I've payed fifty pounds to fish here and I fish like hell, I know the etiquette – who wades where – and I know the dark places under stones where things are moving. I caught one thirteen pounds at
Belever, huge, silvery, maybe seven times back from the sea, now the sea-trout, he's canny, he'll keep to his lie till you've gone, you have to catch him at night.

Which is where the law comes in, the bailiff, as others see me, as I see myself when I wake, finding myself in this six-foot fourteen-stone of flesh with letters after my name, in boots, in a company vehicle, patrolling from the headwaters to the weir, with all my qualified faculties on these fish.

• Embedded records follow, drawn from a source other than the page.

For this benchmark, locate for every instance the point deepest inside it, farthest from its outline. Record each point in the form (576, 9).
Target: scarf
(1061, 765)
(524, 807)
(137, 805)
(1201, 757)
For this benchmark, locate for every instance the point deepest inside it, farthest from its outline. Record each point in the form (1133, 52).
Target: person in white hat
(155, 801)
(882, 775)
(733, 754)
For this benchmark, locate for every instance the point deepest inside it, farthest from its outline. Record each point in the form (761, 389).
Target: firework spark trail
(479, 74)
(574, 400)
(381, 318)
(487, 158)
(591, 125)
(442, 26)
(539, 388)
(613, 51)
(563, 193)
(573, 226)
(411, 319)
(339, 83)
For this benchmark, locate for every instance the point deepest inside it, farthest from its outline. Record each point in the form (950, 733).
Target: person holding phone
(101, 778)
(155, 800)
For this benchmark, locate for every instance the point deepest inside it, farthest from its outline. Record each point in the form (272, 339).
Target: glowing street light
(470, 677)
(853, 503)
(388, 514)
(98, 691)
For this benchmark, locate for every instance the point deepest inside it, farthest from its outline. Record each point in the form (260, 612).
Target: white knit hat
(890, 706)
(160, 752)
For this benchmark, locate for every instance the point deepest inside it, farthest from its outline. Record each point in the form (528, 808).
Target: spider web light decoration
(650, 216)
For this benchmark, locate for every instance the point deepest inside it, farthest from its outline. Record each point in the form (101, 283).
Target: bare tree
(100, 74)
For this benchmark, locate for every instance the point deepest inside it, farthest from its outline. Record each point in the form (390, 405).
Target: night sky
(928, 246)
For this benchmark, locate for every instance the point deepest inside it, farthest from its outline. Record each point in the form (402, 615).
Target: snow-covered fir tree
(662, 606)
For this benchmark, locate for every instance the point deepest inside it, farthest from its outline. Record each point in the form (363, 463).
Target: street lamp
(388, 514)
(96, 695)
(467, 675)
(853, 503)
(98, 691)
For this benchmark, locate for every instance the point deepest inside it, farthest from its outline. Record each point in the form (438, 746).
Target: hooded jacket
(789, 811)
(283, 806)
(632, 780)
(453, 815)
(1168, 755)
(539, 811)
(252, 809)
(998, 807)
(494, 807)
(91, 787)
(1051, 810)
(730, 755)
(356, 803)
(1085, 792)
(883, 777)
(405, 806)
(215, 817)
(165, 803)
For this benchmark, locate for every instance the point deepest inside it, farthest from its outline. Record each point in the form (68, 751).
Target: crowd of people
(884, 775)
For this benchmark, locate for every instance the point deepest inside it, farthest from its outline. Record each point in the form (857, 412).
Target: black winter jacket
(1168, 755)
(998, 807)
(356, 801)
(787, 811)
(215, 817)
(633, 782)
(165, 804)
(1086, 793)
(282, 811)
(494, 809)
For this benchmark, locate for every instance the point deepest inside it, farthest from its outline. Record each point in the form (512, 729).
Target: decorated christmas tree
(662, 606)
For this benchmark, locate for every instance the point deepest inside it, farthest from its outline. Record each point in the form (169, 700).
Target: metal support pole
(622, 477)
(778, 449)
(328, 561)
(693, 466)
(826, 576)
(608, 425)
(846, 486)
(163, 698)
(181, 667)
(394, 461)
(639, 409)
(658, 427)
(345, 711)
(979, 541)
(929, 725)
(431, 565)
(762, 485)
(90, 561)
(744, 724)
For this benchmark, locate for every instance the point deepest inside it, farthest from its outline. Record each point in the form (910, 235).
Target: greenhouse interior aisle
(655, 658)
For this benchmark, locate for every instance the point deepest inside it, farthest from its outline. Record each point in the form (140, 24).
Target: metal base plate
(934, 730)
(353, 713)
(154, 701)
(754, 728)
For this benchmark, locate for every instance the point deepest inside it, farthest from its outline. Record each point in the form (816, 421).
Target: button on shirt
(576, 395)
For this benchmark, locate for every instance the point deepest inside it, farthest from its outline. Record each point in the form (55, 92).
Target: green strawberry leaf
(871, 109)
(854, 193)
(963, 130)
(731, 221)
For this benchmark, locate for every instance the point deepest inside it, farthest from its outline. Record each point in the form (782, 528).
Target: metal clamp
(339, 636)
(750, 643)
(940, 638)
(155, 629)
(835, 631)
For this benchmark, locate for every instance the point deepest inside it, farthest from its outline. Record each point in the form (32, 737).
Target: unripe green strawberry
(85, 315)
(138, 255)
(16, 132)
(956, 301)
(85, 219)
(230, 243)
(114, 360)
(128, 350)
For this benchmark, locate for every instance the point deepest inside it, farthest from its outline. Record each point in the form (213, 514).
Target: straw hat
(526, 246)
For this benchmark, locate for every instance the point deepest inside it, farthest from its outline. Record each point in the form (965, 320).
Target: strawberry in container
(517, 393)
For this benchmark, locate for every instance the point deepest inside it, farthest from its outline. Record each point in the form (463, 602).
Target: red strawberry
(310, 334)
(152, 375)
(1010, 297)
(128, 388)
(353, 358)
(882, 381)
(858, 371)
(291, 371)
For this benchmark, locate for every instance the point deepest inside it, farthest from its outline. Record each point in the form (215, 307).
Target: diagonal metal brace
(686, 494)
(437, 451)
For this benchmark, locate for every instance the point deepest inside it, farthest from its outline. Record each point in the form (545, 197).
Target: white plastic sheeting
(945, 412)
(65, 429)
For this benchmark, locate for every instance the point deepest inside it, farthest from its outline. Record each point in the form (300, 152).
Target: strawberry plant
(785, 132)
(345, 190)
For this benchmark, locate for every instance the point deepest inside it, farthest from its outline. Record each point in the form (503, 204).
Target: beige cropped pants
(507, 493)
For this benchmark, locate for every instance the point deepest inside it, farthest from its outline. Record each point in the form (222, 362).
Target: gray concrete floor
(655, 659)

When the owls are out up at Newtake. You cast behind and then forwards in two actions. Casting into darkness for this huge, it's like the sea's right there underneath you, this invisible

now I know my way round darkness, I've got night vision, I've been up here in the small hours waiting for someone to cosh me but

it's not frightening if you know what you're doing. There's a sandbar, you can walk on it right across the weirpool but

I hooked an arm once, petrified, slowly pulling a body up, it was only a cardigan

but when you're onto a salmon,

a big one hiding under a rock, you can see his tail making the water move,

you let the current work your fly

all the way from Iceland, from the Faroes,

a three-sea-winter fish coming up on the spate,

on the full moon, when the river spreads out

a thousand feet between Holne and Dartmeet and he climbs it,

up the trickiest line, maybe

maybe down-flowing water has an upcurrent nobody knows

it takes your breath away,

generations of them inscribed into this river,

up at Belever where the water's only so wide

you can see them crowded in there

shining like tin, the hen-fish swishing her tail

making a little vortex, lifting the gravel

which is where the law comes in – I know all the articles, I hide in the bushes with my diploma and along comes the Tavistock boys, they've only got to wet their arms and grab, it's like shoplifting. Names I won't mention. In broad daylight, in the holding pools. Run up and stone the water and the salmon dodges under a ledge. Copper snares, three-pronged forks – I know what goes on, I'm upfront but I'm tactful.

I wear green for the sake of kingfishers.